More than 130 years later, contemporary state politics bear out this legacy of segregation in both attitudes and practices. In a 2010 recording cited in the brief, Alabama senators and influential legislative allies admitted to wanting to defeat a referendum on electronic bingo partly because they believed it would prompt high Black voter turnout. “Just keep in mind if [a pro-gambling] bill passes and we have a referendum in November, every Black in this state will be bused to the polls. And that ain’t gonna help,” one political ally said. Another suggested that Black voters would be lured to the polls by “free food.” It was only last year that a majority of voters cast ballots in favor of redrafting the state constitution to eliminate passages like the one mandating racial segregation in schools. 

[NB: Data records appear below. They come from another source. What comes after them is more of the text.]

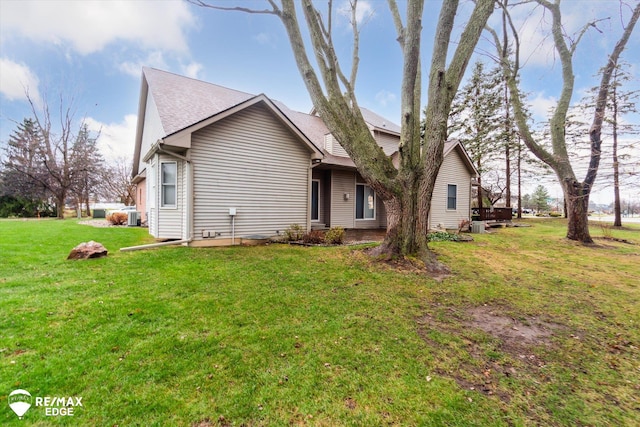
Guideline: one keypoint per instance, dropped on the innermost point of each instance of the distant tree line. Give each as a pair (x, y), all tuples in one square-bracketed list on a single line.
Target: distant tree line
[(44, 168)]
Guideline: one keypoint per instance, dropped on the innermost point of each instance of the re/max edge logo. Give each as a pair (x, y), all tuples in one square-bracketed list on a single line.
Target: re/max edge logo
[(21, 400)]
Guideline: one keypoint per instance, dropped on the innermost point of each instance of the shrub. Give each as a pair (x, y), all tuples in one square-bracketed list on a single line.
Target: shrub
[(313, 237), (118, 218), (293, 233), (334, 236)]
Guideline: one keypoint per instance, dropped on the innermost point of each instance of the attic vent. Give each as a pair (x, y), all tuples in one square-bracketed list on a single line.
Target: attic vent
[(328, 143)]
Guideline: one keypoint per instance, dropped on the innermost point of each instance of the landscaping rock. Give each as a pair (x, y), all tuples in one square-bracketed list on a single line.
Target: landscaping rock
[(88, 250)]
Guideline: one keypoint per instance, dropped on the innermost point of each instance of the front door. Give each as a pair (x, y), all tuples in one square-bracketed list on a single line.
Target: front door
[(315, 200)]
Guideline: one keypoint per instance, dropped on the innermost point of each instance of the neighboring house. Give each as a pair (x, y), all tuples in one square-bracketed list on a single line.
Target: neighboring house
[(216, 166)]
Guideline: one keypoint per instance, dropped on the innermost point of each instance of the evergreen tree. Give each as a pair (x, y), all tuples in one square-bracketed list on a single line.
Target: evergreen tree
[(475, 120)]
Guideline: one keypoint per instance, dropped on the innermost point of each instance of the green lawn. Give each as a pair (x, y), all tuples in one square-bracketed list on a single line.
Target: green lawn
[(285, 335)]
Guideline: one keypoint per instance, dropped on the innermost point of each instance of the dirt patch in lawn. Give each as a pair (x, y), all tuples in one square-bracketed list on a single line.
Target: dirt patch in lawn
[(484, 345), (512, 332)]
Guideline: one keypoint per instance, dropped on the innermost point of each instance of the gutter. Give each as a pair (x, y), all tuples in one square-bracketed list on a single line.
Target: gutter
[(155, 245)]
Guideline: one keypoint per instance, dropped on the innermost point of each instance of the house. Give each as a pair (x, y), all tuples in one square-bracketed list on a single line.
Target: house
[(216, 166)]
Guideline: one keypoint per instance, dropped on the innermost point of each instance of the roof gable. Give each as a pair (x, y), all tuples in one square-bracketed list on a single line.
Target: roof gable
[(456, 145), (183, 101)]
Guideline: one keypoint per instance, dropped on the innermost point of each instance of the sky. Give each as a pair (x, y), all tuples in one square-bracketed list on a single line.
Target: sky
[(90, 54)]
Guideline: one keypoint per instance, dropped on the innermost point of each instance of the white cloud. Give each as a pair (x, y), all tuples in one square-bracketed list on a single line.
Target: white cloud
[(192, 70), (364, 11), (89, 26), (385, 98), (154, 59), (16, 80), (116, 140)]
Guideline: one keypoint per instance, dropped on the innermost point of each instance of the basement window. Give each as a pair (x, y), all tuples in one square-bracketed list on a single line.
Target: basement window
[(168, 181), (452, 197)]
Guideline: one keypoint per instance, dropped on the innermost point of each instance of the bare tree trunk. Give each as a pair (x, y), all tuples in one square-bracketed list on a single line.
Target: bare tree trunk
[(577, 211), (519, 166), (60, 200), (617, 221), (576, 194)]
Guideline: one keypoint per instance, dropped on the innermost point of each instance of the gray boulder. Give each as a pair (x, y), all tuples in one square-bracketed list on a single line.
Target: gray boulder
[(88, 250)]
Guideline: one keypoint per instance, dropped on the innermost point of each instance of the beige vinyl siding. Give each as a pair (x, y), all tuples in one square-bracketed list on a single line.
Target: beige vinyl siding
[(171, 220), (453, 171), (152, 130), (389, 143), (152, 196), (252, 162)]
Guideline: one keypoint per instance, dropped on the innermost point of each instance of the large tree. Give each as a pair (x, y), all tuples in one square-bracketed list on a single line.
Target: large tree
[(115, 182), (406, 191), (54, 158), (576, 192)]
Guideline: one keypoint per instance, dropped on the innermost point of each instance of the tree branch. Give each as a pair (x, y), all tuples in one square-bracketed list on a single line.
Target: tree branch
[(273, 11)]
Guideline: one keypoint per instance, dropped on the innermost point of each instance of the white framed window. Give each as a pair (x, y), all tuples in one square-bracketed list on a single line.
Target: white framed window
[(168, 184), (452, 197), (365, 202), (315, 200)]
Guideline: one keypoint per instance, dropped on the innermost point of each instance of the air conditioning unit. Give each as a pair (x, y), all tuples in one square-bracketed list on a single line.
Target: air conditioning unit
[(132, 218)]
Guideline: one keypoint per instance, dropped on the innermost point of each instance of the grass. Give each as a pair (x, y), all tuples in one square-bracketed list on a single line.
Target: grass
[(281, 335)]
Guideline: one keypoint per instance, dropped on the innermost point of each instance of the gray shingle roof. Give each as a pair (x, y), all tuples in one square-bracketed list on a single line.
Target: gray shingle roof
[(182, 101)]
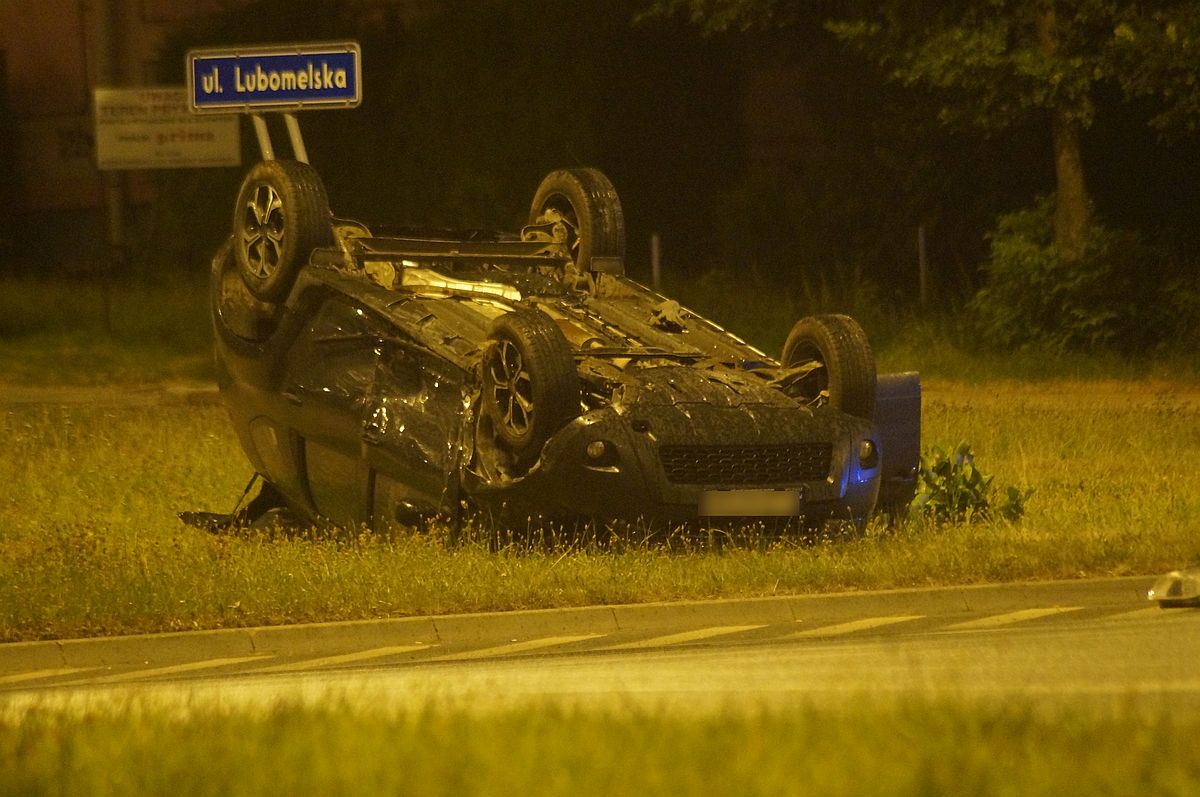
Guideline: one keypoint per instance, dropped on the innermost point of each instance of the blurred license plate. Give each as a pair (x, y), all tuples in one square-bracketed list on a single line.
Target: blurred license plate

“Alabama’s historical commitment to racial hierarchy still defines its contemporary political culture,” the brief says, quoting the book Deep Roots: How Slavery Still Shapes Southern Politics. “There is no reason to expect that culture to change of its own accord.”

The Alabamian members of the Black Legislative Caucus reported their own experiences enduring the legacy of racism in state politics. In the brief, they note routine “racist commentary and disrespectful behavior—such as refusal to recognize their right to speak during debate on proposed legislation implicating the constitutional rights of Black protestors—during the course of their duties.” The legislature is almost exclusively composed of Black Democrats and White Republicans. And over the last decade, the number of Black state legislators has decreased 23 percent, even though the state’s Black population has increased more than any other racial group over the same time period. If there were one place that proves why prohibiting racially discriminatory election processes remains necessary, it just might be Alabama’s Black Belt. 

Nevertheless, the conservative justices have given many indications that they believe racism is over. Almost a decade ago, in Shelby County, Roberts insisted that the racial hierarchy of the South was no longer in existence. None of this bodes well for whether the justices will accept the role of white supremacy in Alabama’s electoral process.